24 Si je reviens sur la relation que j’ai eue avec elle, je crois qu’inconsciemment la supériorité qu’elle me trouvait me confortait dans un sentiment de sécurité total. J’étais peut-être plus cultivé qu’elle, plus expérimenté sexuellement et au moins au début moins amoureux. Tout pour me sentir en position de force. Même si ma nature n’est pas de me flatter de mes avantages, inconsciemment je m’offrais le luxe de me mettre à sa portée, sincère et à la fois non-sincère donc dans ma modestie naturelle. Son départ brutal et inattendu alors que j’en étais devenu amoureux fou a été un choc terrible. Près de deux ans après je ne m’en remets toujours pas. Je n’ai plus mes repères.
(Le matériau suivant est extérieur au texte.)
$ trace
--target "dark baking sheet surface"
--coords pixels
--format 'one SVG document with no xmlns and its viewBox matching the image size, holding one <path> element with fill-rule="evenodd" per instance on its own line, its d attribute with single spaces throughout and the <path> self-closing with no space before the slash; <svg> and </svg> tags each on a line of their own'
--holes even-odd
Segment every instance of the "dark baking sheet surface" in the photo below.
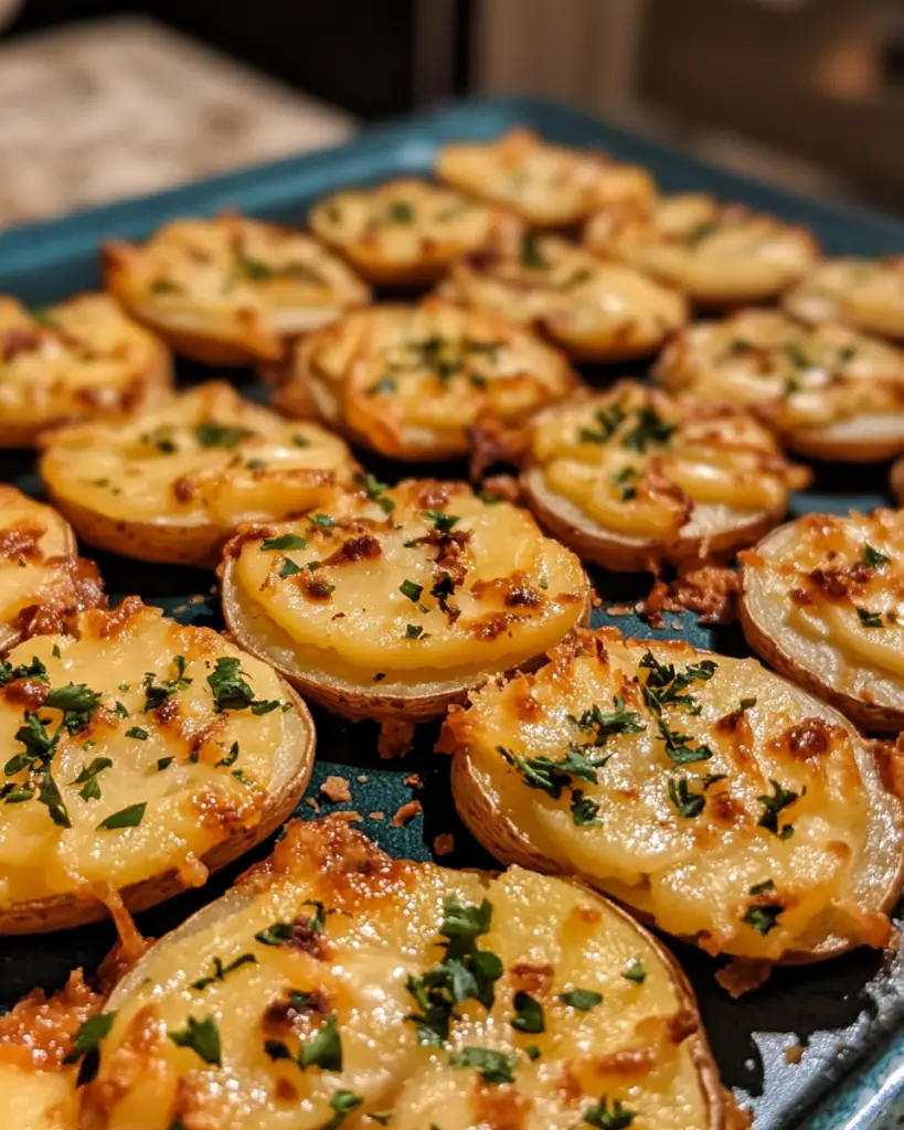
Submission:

25 Finalement pour m’abandonner comme elle l’a fait, c’est surtout le sexe qui l’intéressait.
27 Mars Cette rencontre avant-hier avec D., une femme avec qui je correspondais depuis 15 jours sur le net, et qui virtuellement, sans photo, à sa préférence, avait beaucoup rêvé sur moi. Soirée agréable, moi en confiance mais pas amoureux au premier regard, certes. Des confidences de part et d’autre. Beaucoup trop de moi, incorrigible. Elle pourtant enjouée, assez à l’aise, et puis le désir, les quelques caresses dans la voiture, ce qu’elle m’a dit le lendemain ne pas avoir aimé malgré l’envie omniprésente tous les jours de se faire sauter, d’où son renoncement. Peur de s’engager avec quelqu’un ayant un vécu et un paysage intérieur beaucoup trop proches des siens.
Moi très surpris de cette réaction ai immédiatement relancé M., un autre contact de l’internet.